Les États-Unis imposent la caméra de recul sur tous les véhicules à partir de 2018

Le département des Transports des États-Unis impose à partir de mai 2018 les caméras de recul sur tous les véhicules neufs.

Caméras de recul

Les caméras de recul seront obligatoires sur les véhicules neufs construits à partir du 1er mai 2018.

L’agence fédérale américaine NHTSA a annoncé, aujourd’hui, un nouveau règlement obligeant les véhicules construits à partir du 1er mai 2018 à être équipés d’une caméra de recul, et ce, pour tout véhicule de moins de 4545 kg, une mesure qui inclut également les camions et les autobus.

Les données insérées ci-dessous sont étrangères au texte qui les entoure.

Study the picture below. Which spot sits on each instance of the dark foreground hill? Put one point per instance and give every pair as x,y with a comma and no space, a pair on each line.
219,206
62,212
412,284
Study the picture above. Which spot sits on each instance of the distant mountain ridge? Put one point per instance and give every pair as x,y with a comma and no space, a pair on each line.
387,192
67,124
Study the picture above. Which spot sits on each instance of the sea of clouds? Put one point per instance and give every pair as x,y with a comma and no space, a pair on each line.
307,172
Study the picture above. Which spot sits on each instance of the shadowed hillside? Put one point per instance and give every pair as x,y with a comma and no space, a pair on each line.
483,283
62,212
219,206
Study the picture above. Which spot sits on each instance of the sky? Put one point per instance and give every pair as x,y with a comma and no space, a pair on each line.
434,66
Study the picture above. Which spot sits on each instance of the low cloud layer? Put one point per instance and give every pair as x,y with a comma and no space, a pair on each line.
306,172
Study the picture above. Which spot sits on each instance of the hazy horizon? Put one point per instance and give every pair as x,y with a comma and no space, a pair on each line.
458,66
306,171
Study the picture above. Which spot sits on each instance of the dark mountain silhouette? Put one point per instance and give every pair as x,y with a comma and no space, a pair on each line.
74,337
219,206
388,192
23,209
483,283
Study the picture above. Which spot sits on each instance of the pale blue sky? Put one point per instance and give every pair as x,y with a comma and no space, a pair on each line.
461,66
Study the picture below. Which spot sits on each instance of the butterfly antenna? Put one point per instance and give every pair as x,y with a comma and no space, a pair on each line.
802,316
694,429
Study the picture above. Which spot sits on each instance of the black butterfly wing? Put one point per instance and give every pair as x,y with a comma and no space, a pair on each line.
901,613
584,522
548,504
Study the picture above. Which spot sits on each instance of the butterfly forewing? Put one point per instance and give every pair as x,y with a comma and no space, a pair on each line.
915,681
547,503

Déjà, bon nombre de voitures haut de gamme disposent d’une caméra de recul qui s’active chaque fois que le conducteur engage la marche arrière. L’image de l’arrière du véhicule s’affiche sur l’écran du tableau de bord.

Certaines, plus sophistiquées, superposent sur l’image des mesures de distance et de trajectoires qui indiquent selon le braquage des roues avant la direction qu’entend donner le conducteur à sa voiture.

Pour réduire les accidents

Cela fait plusieurs années que le département américain considère cette mesure. La NHTSA cite une moyenne de 210 décès et 15 000 blessures chaque année et affirme que 31% des décès sont des enfants de moins de 5 ans.

Les caméras de recul devront afficher au moins dix pieds (3 m) en largeur derrière le véhicule et un minimum de 20 pieds (6 m) de profondeur. Des organismes de défense en sécurité comme Sony poussent pour des caméras de 180 degrés, mais les constructeurs soulignent que les modèles à 130 degrés sont adéquats avec l’utilisation des rétroviseurs latéraux.

Enfin, l’image sur l’écran devra demeurer affichée pendant au moins 4 secondes, mais pas plus de 8, après avoir quitté la marche arrière — cette mesure est voulue dans les cas où le conducteur effectue plusieurs manœuvres de marche avant et arrière, comme dans les manœuvres de stationnement en parallèle.

Autre son de cloche au pays, l’an dernier, Transports Canada avait jugé que ce dispositif de vision arrière n’avait pas prouvé sa fiabilité.

Parions que dans un souci de standardisation, les véhicules vendus au Canada en seront équipés.